For eighteen years the Hartes and the Golds have lived next door to each other, sharing everything from Chinese food to chicken pox to carpool duty-- they've grown so close it seems they have always been a part of each other's lives. Parents and children alike have been best friends, so it's no surprise that in high school Chris and Emily's friendship blossoms into something more. They've been soul mates since they were born.

So when midnight calls from the hospital come in, no one is ready for the appalling truth: Emily is dead at seventeen from a gunshot wound to the head. There's a single unspent bullet in the gun that Chris took from his father's cabinet-- a bullet that Chris tells police he intended for himself. But a local detective has doubts about the suicide pact that Chris has described.
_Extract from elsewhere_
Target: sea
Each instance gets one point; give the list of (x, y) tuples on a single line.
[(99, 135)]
"I love you," he whispered, and that was the moment he knew what he was going to do. When you loved someone, you put their needs before your own. No matter how inconceivable those needs were; no matter how fucked up; no matter how much it made you feel like you were ripping yourself into pieces."
"Do you know what it's like to love someone so much, that you can't see yourself without picturing her? Or what it's like to touch someone, and feel like you've come home? What we had wasn't about sex, or about being with someone just to show off what you've got, the way it was for other kids our age. We were, well, meant to be together. Some people spend their whole lives looking for that one person. I was lucky enough to have her all along."
"He began to trace a pattern on the table with the nail of his thumb. "She kept saying she wanted to keep things exactly the way they were, and that she wished she could stop everything from changing. She got really nervous, like, talking about the future. She once told me that she could see herself now, and she could also see the kind of life she wanted to have - kids, husband, suburbs, you know - but she couldn't figure out how to get from point A to point B."
"Adults, light-years away from this, rolled their eyes and smirked and said, "this too shall pass" - as if adolescence was a disease like chicken pox, something everyone recalled as a mild nuisance, completely forgetting how painful it had been at the time."
"The mind is a remarkable thing. Just because you can’t see the wound doesn’t mean it isn’t hurting"

 My Thoughts

While I did like this book, it was not one of my favourite Jodi Picoult books.

There was just something about this book, and I still can't figure out what it is exactly, that I wasn't able to connect with.  The names drove me crazy.  I wasn't able to keep track of who was who and I had to keep going back to the beginning to remind myself who was who.  It also didn't help that there were these flashbacks that didn't really add to the story, in my opinion.

What I did love is that once again Jodi made me believe in a situation that was so far-fetched.  Do I think that a suicide pact is far-fetched?  No, I don't.  But the way that the one in this book plays out is.  Even after having read the book twice, I still don't know the reason it happened in the first place.  Not to mention, that Emily, who comes up with the idea never gives a reason for her wanting to commit suicide, not even to Chris who ends up being the surviving member of the pact.  Even though he is never given a reason a reason, Chris decides to end his life simply because he can't see his life being worth living without her in it.  To me, that isn't realistic at all and that is where Jodi Picoult's talent really comes in.  While I may not have believed in the circumstances, she did have me believing in the characters.